User:Tpt/WikibaseMediaInfo RDF Dump Format

From MediaWiki.org
Jump to navigation Jump to search

This is an experiment on how to represent MediaInfo Wikibase entities in RDF.

It is an extension of the Wikibase RDF model. It proposes to reuse schema.org vocabulary as much as possible. Schema.org is already intensively used in Wikibase RDF representation and provides an important set of properties and type for media contents. This proposal also aims at being consistent with the Wikibase Lexeme RDF model.

Basic representation[edit]

This section proposes a "basic" representation of the MediaInfo entities, aiming at providing a full mapping of the entity data but without information derived from other sources (MediaWiki file metadata...).

Example:

wd:M222222 a wikibase:MediaInfo , schema:MediaObject ;
     # caption
     schema:caption "a boat"@en ;
     rdfs:label "a boat"@en ;

     # statements
     wdt:P2 wd:Q3 ;
     wdt:P7 "value1" , "value2" ;
     p:P2 wds:Q3-4cc1f2d1-490e-c9c7-4560-46c3cce05bb7 ;
     p:P7 wds:Q3-24bf3704-4c5d-083a-9b59-1881f82b6b37 ,
          wds:Q3-45abf5ca-4ebf-eb52-ca26-811152eb067c .

Comments:

Classes
The media info concept of Wikibase aligns well with schema:MediaObject. Having a class wikibase:MediaInfo would be convenient for consistency with the other entity types wikibase:Item, wikibase:Lexeme... It would be meaningful to have wikibase:MediaInfo rdf:subClassOf schema:MediaObjet in the ontology definition.
Caption
The closest schema.org relation is schema:caption that has the advantage of having the same name as the Wikibase feature and being specific to media content. It would allow to write SPARQL queries looking for media file based on their caption without bothering of filtering out e.g. Wikidata items. It is also interesting to add rdfs:label to the RDF output (but probably not the the query service) for interoperability, similarly to what have been done for lexemes.
Statements
For consistency and simplicity we could use the same schema as the other entity types.

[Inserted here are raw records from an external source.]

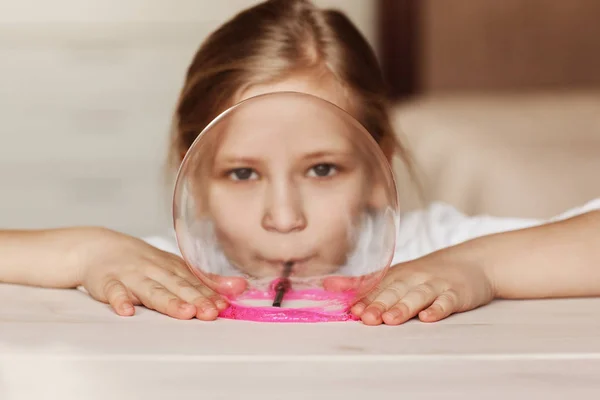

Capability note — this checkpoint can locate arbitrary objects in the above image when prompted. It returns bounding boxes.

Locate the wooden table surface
[0,284,600,400]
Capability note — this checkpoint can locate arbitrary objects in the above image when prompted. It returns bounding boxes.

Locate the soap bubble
[173,92,399,322]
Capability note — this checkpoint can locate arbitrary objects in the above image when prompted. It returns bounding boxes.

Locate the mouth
[261,256,313,276]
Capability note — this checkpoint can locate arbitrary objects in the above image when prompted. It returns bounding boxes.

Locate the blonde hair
[169,0,409,173]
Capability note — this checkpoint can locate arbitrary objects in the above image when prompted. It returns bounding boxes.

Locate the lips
[261,257,313,275]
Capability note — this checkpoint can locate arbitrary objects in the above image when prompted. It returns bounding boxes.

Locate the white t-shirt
[144,197,600,265]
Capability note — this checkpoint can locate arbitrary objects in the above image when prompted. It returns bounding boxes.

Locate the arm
[0,228,230,320]
[0,228,91,288]
[352,211,600,325]
[476,211,600,299]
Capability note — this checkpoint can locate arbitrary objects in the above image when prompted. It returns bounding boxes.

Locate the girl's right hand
[74,228,241,321]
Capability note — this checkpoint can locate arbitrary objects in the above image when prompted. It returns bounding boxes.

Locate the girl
[0,0,600,325]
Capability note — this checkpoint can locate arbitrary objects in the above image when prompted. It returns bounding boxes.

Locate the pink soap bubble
[173,92,399,322]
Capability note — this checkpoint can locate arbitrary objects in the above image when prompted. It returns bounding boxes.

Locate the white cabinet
[0,0,373,235]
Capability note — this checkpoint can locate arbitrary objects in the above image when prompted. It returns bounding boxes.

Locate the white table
[0,284,600,400]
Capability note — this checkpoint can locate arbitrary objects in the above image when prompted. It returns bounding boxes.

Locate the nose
[262,182,306,233]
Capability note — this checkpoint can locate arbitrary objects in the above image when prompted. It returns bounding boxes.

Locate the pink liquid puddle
[219,289,359,323]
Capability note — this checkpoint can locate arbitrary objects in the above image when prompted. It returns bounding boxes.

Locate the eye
[308,164,337,178]
[228,168,258,181]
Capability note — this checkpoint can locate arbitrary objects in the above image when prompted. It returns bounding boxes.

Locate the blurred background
[0,0,600,236]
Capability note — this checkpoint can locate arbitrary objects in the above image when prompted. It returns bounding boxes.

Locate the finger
[383,281,443,325]
[419,289,459,322]
[130,278,196,319]
[173,260,248,297]
[360,281,408,325]
[146,265,227,310]
[103,279,135,316]
[163,275,228,321]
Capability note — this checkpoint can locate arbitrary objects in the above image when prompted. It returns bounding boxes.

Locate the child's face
[192,74,384,277]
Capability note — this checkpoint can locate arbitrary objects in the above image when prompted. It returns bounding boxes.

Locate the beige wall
[420,0,600,92]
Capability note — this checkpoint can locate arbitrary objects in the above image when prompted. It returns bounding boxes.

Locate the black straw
[273,261,294,307]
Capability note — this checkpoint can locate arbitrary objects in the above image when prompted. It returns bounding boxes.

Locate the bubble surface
[173,92,399,322]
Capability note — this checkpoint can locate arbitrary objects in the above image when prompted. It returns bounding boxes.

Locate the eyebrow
[215,150,355,166]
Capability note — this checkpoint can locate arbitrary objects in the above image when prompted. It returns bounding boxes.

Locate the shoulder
[394,198,600,263]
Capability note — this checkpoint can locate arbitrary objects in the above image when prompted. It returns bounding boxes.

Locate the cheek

Extended representation[edit]

This section proposes to extend the basic representation with other metadata already stored in the MediaWiki database to enable more SPARQL queries. Some of the properties proposed here only apply to some file types and should not appear on the other files.

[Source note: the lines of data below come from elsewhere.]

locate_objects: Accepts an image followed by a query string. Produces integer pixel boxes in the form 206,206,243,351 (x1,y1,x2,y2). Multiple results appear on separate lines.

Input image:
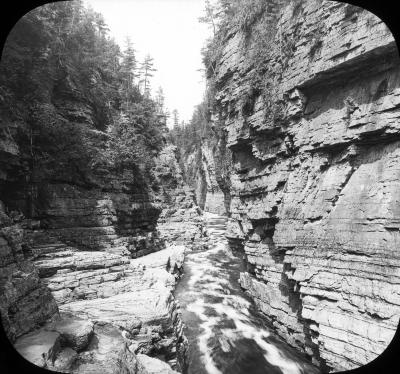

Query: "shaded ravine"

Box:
175,213,319,374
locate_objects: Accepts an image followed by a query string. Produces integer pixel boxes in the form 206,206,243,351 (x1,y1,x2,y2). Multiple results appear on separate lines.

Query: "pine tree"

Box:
172,109,179,127
155,87,165,115
121,36,138,109
139,55,157,97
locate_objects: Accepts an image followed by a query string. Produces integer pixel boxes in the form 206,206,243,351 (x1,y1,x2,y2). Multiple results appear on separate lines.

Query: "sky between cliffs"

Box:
85,0,211,126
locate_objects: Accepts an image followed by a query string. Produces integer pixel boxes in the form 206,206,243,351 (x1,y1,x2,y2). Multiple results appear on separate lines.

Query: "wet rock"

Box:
208,1,400,370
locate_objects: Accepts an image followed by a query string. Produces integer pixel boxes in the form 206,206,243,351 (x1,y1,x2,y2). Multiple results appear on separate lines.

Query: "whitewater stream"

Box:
175,213,319,374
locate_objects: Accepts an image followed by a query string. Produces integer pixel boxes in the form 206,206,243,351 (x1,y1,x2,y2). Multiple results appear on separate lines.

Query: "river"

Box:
175,213,319,374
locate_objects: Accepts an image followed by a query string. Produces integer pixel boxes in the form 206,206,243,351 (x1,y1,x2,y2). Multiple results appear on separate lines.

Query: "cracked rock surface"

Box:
208,0,400,371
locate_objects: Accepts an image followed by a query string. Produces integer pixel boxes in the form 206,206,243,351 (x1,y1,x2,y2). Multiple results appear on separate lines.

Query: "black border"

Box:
0,0,400,374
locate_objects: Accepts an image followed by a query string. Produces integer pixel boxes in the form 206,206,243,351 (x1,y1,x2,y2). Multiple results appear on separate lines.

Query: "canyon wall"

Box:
208,0,400,371
0,4,202,374
180,137,231,215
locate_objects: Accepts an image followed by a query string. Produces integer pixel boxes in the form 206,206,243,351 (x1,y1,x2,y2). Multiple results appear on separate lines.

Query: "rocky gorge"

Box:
0,0,400,374
190,0,400,371
0,2,203,374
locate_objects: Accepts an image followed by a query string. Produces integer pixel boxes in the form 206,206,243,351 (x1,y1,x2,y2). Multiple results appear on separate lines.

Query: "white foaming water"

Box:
178,213,314,374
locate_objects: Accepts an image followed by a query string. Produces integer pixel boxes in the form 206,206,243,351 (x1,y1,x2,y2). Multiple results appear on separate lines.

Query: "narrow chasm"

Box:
0,0,400,374
175,213,319,374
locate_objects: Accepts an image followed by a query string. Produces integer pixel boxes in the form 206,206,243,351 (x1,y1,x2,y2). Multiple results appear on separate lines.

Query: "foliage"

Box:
0,0,166,188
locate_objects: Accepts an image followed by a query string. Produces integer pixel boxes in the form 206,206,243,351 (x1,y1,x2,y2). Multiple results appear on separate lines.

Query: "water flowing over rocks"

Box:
208,0,400,371
0,30,203,374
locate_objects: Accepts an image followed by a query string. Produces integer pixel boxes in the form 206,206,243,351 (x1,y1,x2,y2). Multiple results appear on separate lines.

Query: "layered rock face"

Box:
181,140,231,215
155,145,204,248
0,34,202,374
0,201,58,342
215,0,400,371
0,130,195,374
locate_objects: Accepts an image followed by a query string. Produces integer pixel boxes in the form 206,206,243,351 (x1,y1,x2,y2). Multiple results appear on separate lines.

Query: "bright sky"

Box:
85,0,211,126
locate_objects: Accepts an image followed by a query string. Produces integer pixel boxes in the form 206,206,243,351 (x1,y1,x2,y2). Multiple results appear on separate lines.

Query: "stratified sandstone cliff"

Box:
208,0,400,371
179,134,231,215
0,3,202,374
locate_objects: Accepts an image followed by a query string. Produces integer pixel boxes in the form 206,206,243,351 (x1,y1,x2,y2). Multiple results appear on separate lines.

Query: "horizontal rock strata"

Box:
215,0,400,371
15,245,187,373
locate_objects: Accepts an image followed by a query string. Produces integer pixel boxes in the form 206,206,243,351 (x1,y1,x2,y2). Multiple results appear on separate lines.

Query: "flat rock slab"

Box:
136,354,178,374
131,245,185,269
45,316,93,352
60,286,172,324
14,330,60,366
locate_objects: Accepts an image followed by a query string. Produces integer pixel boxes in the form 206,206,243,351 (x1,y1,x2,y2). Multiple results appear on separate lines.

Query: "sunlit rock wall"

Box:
212,0,400,371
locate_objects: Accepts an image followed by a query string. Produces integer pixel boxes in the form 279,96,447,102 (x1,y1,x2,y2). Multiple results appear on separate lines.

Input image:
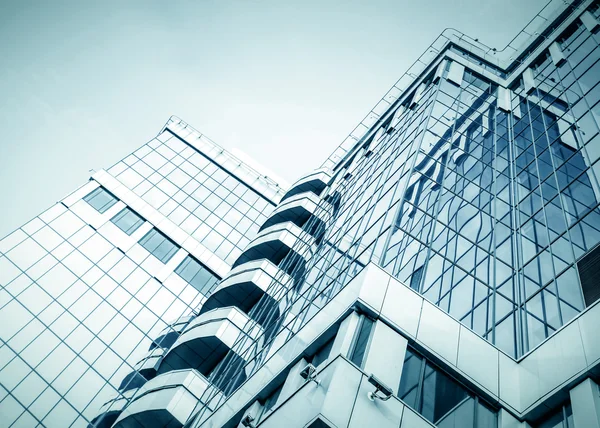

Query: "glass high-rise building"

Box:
0,0,600,428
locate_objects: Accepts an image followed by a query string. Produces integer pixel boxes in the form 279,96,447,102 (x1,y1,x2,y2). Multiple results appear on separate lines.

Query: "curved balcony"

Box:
280,169,331,203
232,222,315,273
149,315,195,350
158,307,262,375
88,388,138,428
200,259,293,325
259,192,331,236
113,369,220,428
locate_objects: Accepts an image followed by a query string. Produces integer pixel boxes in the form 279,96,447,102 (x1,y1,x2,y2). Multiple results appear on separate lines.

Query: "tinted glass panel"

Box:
421,364,467,423
83,187,118,214
110,208,144,235
140,229,179,263
577,242,600,306
312,337,335,367
350,317,373,367
175,256,219,295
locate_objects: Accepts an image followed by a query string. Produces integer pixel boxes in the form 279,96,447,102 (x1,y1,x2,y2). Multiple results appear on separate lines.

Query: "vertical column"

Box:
364,321,408,392
569,379,600,428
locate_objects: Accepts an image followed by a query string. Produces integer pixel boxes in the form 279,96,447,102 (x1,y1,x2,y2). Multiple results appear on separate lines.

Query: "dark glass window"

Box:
398,349,497,428
410,266,423,291
311,336,335,367
350,316,373,367
175,256,219,295
110,207,144,235
140,229,179,263
83,187,118,214
577,242,600,306
262,384,283,415
536,403,575,428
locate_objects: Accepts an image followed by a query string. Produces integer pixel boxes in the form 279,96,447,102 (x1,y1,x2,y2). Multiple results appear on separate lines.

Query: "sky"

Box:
0,0,546,237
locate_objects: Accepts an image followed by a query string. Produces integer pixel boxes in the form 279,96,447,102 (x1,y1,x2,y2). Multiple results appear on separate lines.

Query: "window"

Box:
410,266,423,292
140,229,179,263
577,242,600,306
175,255,219,295
398,349,497,428
350,316,373,367
262,384,283,416
311,336,335,367
536,403,575,428
110,207,144,235
83,187,118,214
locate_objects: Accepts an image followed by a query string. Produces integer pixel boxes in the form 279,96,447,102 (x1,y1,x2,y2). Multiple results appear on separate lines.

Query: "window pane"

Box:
140,229,179,263
398,350,423,410
83,187,118,214
312,336,335,367
110,207,144,235
421,364,467,423
350,317,373,367
175,256,219,295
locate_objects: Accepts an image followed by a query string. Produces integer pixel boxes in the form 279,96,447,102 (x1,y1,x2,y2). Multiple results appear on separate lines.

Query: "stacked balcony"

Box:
111,171,335,428
280,169,331,204
200,259,293,327
113,369,220,428
88,388,138,428
158,307,262,376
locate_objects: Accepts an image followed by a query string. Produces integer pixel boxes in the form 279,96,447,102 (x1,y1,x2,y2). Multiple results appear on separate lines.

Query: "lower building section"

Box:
105,264,600,428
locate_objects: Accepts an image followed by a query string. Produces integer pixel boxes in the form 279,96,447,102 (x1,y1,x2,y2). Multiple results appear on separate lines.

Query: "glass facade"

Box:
0,123,274,428
108,132,273,265
0,2,600,428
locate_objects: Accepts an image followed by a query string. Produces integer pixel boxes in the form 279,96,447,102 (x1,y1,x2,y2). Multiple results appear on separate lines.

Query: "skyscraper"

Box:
0,0,600,428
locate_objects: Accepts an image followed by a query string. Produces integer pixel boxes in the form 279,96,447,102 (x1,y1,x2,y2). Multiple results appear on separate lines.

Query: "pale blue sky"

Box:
0,0,546,236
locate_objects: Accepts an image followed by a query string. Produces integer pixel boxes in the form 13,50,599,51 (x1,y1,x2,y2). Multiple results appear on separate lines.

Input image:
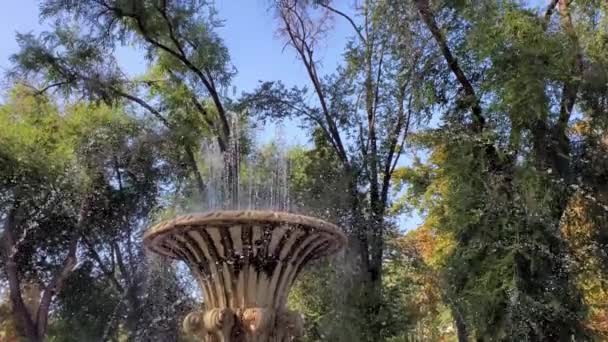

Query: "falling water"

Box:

Example (all properties are displayed here even if some would never appear together like schema:numberOfPages and schema:duration):

wd:M222222 a wikibase:MediaInfo , schema:MediaObject , schema:VideoObject ;
     # basic file metadata
     schema:contentUrl <https://upload.wikimedia.org/wikipedia/commons/f/f7/Boat_movie.webm> ; # URL to the file itself
     schema:encodingFormat "video/webm" ; # File mime type
     schema:contentSize 123445 ; # File size in bytes
     schema:height 1024 ; # Image/video height in px
     schema:width 2048 ; # Image/video width in px
     schema:duration "PT123S"^^xsd:duration ; # Video duration
     schema:numberOfPages 12 ; # Number of pages in a multi-pages document

 
     # caption
     schema:caption "a boat sailing"@en ;
     rdfs:label "a boat sailing"@en ;

     # statements
     wdt:P2 wd:Q3 ;
     wdt:P7 "value1" , "value2" ;
     p:P2 wds:Q3-4cc1f2d1-490e-c9c7-4560-46c3cce05bb7 ;
     p:P7 wds:Q3-24bf3704-4c5d-083a-9b59-1881f82b6b37 ,
          wds:Q3-45abf5ca-4ebf-eb52-ca26-811152eb067c .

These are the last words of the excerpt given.